Seven years and more than $500,000 in public money later, the Gen. George C. Marshall Plaza project is still bogged down in mud at the Five Corners intersection in Uniontown. Missing are the bronze memorial plaques, the flags, the landscaping, the bridge and the lighted concrete walkways proposed to boost tourism by honoring Uniontown's favorite native son. "We need more money. We haven't lost faith in ourselves. We'd like to complete it by summer," said Charles Cluss, chairman of The Friends of Marshall.

The project - which Cluss estimates will cost between $600,000 and $700,000 - is being funded through various sources, including a $540,000 legislative initiative grant under the now defunct "Walking Around Money" program.

The Friends of Marshall got a WAM in 1992 with the help of one of the organization's board members, House Democratic Leader William DeWeese of Greene County and former state Rep. Fred Taylor of Uniontown. Since then, DeWeese has had almost no luck in securing grants under the program that GOP Gov. Tom Ridge established to replace WAMs, his staffers say.

In the meantime, critics charge that little has been done to advance the Marshall project.

The group used $150,000 to purchase a plot of land from Uniontown businessman Jesse Risha, who in 1994 pleaded guilty and received a federal prison term on charges of tax evasion and money laundering stemming from his video poker machine operation. The site is across the street from where Marshall's boyhood home once stood.

Cluss said "another $50,000 or so" was spent to "enhance the land" and open a creek running through the property at the intersection of Main and Fayette streets and Mt. Vernon Avenue.

Four years after the WAM grant award, state Auditor General Barbara Hafer attacked The Friends of Marshall for its lack of progress. Her office audited the project, but found no illegality.

"Although the group's expenditures were not legally improper, some of them were not well advised," Hafer said in December 1996. "There is little money left and little progress toward the group's lofty goal of constructing a memorial and visitor's center honoring Gen. Marshall."

Marshall was chief of staff of the Armed Forces during World War II. He later become secretary of defense and secretary of state. He authored the Marshall Plan, which saved post-World War II Europe from starvation. In 1953 he won the Nobel Peace Prize.

"We started with a grand scheme, but we could never raise the money to support it," Cluss conceded. "We're back to what we can accomplish.
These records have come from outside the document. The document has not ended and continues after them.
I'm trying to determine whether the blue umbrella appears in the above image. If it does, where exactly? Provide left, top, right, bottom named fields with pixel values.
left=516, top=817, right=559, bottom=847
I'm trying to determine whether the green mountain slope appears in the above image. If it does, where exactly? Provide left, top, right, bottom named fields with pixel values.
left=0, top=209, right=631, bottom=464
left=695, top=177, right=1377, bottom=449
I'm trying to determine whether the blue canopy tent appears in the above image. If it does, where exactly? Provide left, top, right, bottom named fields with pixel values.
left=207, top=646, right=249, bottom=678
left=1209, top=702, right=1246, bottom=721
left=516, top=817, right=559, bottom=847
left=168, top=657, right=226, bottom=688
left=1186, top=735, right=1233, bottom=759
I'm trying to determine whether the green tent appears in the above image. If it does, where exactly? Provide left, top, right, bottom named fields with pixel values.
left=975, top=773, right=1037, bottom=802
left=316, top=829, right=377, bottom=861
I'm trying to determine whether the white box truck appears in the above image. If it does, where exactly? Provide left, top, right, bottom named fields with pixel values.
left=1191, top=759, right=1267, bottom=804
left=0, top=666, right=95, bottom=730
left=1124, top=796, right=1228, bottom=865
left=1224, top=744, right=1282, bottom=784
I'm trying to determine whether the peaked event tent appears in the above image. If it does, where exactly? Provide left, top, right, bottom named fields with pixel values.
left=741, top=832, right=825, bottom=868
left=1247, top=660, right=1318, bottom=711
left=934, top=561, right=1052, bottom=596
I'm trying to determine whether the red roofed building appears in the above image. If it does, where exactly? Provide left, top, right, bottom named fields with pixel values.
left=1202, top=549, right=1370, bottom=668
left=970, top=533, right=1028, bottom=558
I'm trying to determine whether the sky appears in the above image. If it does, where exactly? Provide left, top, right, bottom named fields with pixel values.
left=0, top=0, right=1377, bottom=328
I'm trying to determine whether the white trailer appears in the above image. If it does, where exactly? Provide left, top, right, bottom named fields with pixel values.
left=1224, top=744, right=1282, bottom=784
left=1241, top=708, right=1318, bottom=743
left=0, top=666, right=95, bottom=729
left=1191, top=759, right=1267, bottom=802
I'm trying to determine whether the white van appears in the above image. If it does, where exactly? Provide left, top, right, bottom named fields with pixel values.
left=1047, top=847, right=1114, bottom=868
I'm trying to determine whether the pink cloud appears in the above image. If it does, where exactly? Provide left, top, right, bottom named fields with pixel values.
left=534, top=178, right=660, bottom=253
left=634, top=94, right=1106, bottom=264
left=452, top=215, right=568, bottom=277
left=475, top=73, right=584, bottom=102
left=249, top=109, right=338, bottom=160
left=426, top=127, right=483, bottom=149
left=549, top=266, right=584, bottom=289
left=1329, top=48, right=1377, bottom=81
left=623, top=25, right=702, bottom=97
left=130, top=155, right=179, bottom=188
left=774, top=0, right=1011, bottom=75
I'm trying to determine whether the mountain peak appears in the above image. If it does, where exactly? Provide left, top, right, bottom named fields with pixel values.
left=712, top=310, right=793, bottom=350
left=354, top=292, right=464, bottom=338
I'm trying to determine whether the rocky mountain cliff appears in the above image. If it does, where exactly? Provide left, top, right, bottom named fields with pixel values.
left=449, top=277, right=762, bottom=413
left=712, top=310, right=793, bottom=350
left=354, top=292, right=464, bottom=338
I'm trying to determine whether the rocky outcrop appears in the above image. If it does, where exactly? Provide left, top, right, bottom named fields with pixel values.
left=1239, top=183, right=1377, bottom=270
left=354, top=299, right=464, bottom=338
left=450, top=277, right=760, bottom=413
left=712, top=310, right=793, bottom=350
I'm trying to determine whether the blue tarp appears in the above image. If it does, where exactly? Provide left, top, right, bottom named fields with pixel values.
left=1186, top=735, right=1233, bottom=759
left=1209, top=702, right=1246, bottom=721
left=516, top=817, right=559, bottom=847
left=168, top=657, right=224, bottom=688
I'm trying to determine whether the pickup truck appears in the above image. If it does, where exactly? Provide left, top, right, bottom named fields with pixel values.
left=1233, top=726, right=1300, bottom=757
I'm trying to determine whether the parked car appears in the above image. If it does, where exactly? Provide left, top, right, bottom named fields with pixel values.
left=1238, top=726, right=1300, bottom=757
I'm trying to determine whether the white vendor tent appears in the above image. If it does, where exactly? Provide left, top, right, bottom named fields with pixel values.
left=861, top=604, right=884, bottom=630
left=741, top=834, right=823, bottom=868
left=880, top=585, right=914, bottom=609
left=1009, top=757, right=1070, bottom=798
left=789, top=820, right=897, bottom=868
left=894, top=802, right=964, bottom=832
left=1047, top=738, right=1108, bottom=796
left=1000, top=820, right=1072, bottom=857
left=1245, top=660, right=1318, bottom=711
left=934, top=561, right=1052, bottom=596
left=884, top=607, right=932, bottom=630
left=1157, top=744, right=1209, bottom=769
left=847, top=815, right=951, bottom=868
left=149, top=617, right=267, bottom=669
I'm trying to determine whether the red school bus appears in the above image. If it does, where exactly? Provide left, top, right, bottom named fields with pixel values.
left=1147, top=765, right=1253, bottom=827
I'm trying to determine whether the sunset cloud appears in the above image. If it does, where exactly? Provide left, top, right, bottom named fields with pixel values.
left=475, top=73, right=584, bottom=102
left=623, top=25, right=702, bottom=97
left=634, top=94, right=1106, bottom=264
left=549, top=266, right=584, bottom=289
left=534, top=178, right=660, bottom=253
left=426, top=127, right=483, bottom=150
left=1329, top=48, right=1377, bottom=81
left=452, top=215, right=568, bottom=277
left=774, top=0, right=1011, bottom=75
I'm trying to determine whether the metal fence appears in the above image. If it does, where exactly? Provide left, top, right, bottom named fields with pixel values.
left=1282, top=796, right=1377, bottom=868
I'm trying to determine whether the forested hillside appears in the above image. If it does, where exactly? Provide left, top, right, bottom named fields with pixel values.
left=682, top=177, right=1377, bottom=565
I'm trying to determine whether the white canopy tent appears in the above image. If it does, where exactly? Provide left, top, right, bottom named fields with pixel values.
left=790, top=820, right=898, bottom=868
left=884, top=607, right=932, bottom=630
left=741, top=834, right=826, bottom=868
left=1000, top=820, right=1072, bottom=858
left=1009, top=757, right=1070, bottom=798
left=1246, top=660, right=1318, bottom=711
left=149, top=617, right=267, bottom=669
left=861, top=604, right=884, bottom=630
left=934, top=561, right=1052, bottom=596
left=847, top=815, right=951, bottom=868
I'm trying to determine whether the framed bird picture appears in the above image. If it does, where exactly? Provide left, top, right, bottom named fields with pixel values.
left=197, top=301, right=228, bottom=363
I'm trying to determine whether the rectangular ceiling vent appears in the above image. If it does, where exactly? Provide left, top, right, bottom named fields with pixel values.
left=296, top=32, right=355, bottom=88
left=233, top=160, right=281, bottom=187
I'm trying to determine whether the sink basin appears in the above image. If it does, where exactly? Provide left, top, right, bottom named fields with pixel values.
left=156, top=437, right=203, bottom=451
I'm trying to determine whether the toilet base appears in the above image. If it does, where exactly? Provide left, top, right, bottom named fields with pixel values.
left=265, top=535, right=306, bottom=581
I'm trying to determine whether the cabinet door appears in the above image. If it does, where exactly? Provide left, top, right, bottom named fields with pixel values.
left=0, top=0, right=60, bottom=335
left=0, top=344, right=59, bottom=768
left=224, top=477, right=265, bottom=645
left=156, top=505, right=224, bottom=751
We're doing it in little bits and pieces."

Cluss last week took umbrage at further scrutiny of the project, saying it's been audited twice by the state. He admitted that the original plans - which included the center and a sculpture of Marshall - have been scrapped for lack of money.

"If we knew then what we know now, we'd have done it differently. You can be as critical as you want about the first grant money, but that's history. We've been audited and we can account for every penny. The worst thing that can happen is more negative publicity that will stop people from donating," Cluss said.

Bad press hasn't forced the organization to shy away from public funds and private donations.

Cluss said the group is waiting for a $150,000 federal appropriation from the Department of Housing and Urban Development to complete the project. U.S. Rep. Frank Mascara - who helped secure the appropriation - announced in October 1997 that the money had been set aside by HUD.

The Eberly Foundation donated $150,000 to the cause. Other private contributions have been collected, but Cluss refused to release those figures.

Cluss refuses to discuss many aspects of the project in specific terms.

He would not identify the project's contractors, who are working under the management of Fairchance Construction. The firm is being paid a management fee of $15,000 to oversee construction work totaling about $380,000.

He insists the project - which has not been advertised for bids - is being competitively bid, but would not identify how contracts have been awarded. He said the Fairchance firm was "picked through experience."

"I can tell you, but I don't choose to at the moment. To my knowledge, we don't have to advertise. But I will say that the competition is as fair as if I would be using my own money," Cluss said. "We're going to build this in accordance with sound, honest business practices."